Previous studies have proposed several hypotheses concerning the association between these two conditions.34–36 The term “gut-brain axis” explains the close interconnection and mutual influence between the GI tract and the central nervous system (CNS). One of the mechanisms behind this relationship involves the role of gut microbiota and inflammation in migraine. Inflammatory cells and inflammatory mediators can induce visceral pain, and proinflammatory cytokines such as IL-1β, IL-6, IL-8, and TNF-α have been implicated in migraine.37,38 This hypothesis aligns with recent research findings demonstrating no genetic correlation between migraine and IBD.39 The second mechanism in migraine involves the action of neuropeptides such as glutamate, CGRP (calcitonin gene-related peptide), or cholecystokinin.
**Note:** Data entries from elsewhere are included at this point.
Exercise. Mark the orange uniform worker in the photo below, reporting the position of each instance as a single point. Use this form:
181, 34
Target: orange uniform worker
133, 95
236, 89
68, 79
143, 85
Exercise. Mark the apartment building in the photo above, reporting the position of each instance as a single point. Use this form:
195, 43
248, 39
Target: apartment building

These neuropeptides are also known to be involved in neuronal communication in the brain and have been shown to increase concentration during migraine attacks.40,41 Lastly, there may be a connection between the serotonin pathway and migraine.17,42 The tryptophan-kynurenine pathway suggests that gut microbiota, through synthetic enzymes in specific bacterial strains capable of metabolizing tryptophan, may influence CNS function.
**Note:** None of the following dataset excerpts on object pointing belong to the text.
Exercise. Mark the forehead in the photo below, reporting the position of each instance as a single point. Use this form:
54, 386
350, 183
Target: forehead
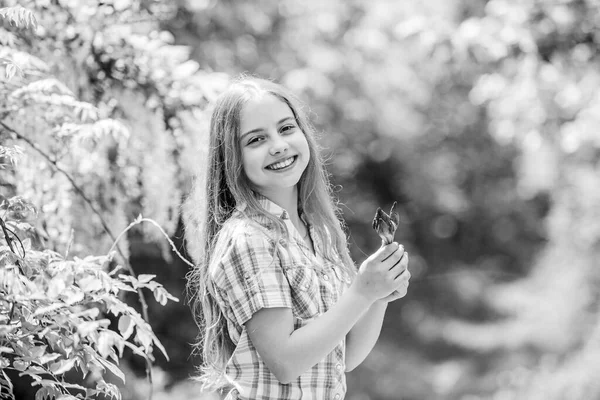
262, 112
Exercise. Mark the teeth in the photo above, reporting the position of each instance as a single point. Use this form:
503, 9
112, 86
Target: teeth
282, 164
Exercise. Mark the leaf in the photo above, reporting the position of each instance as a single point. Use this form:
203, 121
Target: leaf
126, 326
20, 365
6, 385
112, 368
145, 278
47, 392
55, 287
62, 366
89, 284
19, 16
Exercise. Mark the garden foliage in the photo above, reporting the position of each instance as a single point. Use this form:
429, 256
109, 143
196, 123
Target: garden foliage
97, 108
There are study findings indicating that the association between the two conditions and the severity of the diseases or their treatment status can influence each other. H. pylori eradication has been shown to relieve symptoms and reduce disability in migraine positively.18,43 Furthermore, a higher frequency of headache pain in migraine patients was associated with a higher prevalence of IBS.44 The exact mechanisms behind the correlation between these two conditions are still unclear. Although the precise correlation mechanism between migraine and GI diseases remains unclear, it can hold significance for diagnosis, prevention, and treatment approaches if they exhibit clinical linkage in patients. Furthermore, if the prevalence of migraine is associated with disease prevalence, severity, or treatment status, novel approaches to the prevention and treatment of gastrointestinal diseases or migraine are warranted. Particularly in pediatric cases of migraine, there are differences in risk factors and related conditions compared to adult patients, and there are medications for migraine that cannot be used in younger individuals.45 Therefore, exploring methods such as probiotics, appropriate dietary intake, and treating GI diseases may be considered beyond pain relief medications, which could be even more important in the pediatric population than in adults.
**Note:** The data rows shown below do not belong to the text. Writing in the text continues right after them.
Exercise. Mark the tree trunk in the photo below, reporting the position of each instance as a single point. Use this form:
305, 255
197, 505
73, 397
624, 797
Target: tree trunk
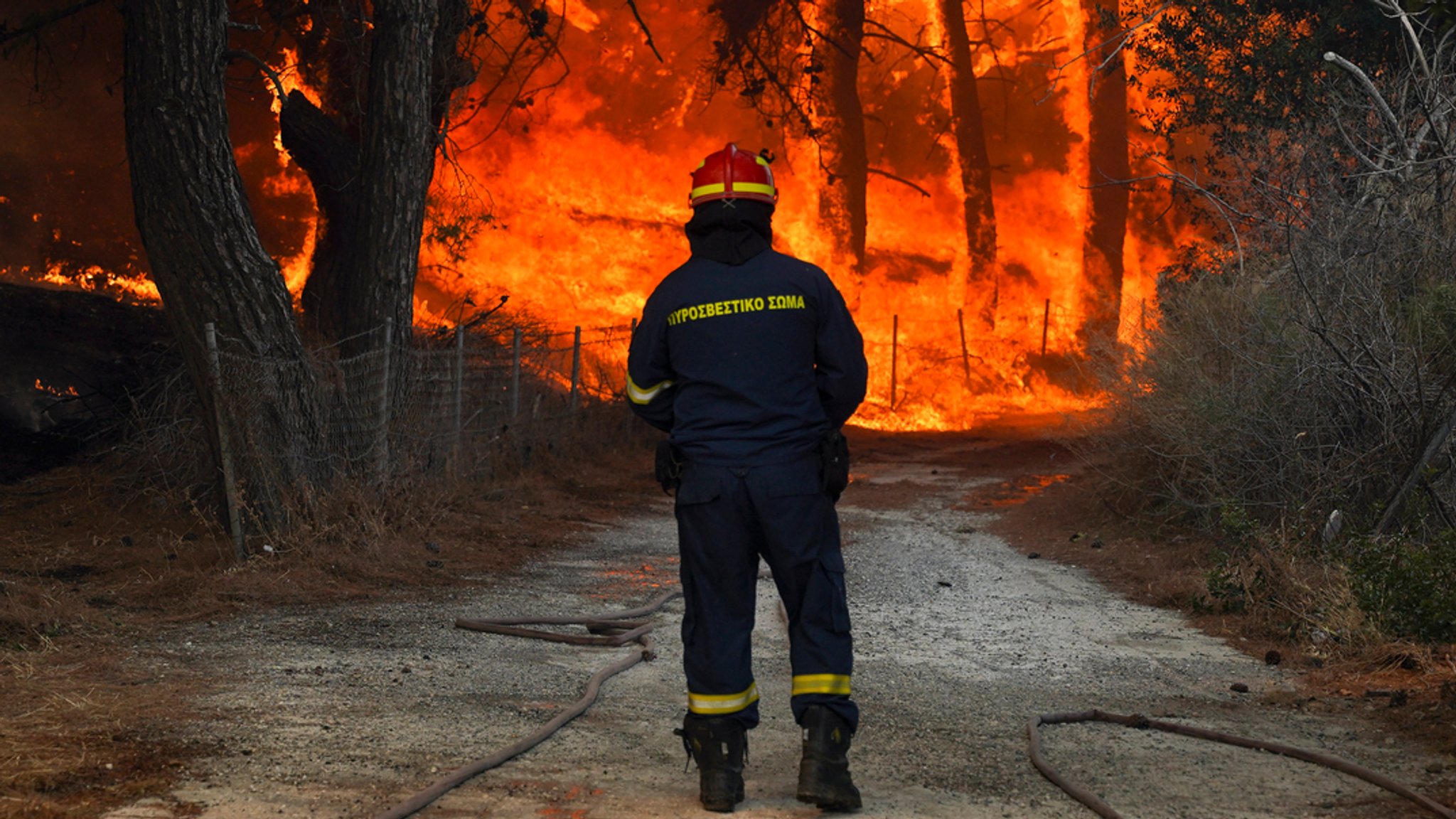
976, 166
331, 161
372, 165
1107, 176
840, 124
204, 252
This study has several limitations. Firstly, while it has presented a correlation between the two conditions, it is challenging to establish precise mechanisms or causality. Additionally, excluding the influence of migraine treatments and their association with GI diseases is impossible. Lastly, the classification of patients with GI diseases or migraine was based on diagnosis codes from claims data, which may lead to differences from actual prevalence rates. Nevertheless, this study, conducted using healthcare claims data in South Korea, can be considered representative of the characteristics of pediatric patients in the country. Even when considering the interaction between medications and diseases, this study provides evidence that the prevalence of other GI diseases not significantly associated with medication for migraine, such as NSAIDs, increases. Additionally, the risk increases clearly as the number of concurrent GI diseases in migraine patients increases.

Conclusion

The association between migraine and GI diseases remains evident even after adjusting for patient characteristics in pediatric and adolescent populations. The prevalence of the six GI diseases (GERD, PUD, gastritis, dyspepsia, IBS, and IBD) also increased in migraine patients. Furthermore, the association between the two conditions becomes even more distinct, with more concurrent GI diseases in migraine patients. Future research may shed light on the precise mechanisms behind the association and causality between these two conditions, potentially offering new perspectives on treating pediatric migraine patients.

Acknowledgments

This work was supported by the National Research Foundation (NRF) of Korea grant funded by the Korean government (MSIT, Ministry of Science and ICT) (No. 2021R1F1A1059897).

Disclosure

The author reports no conflicts of interest in this work.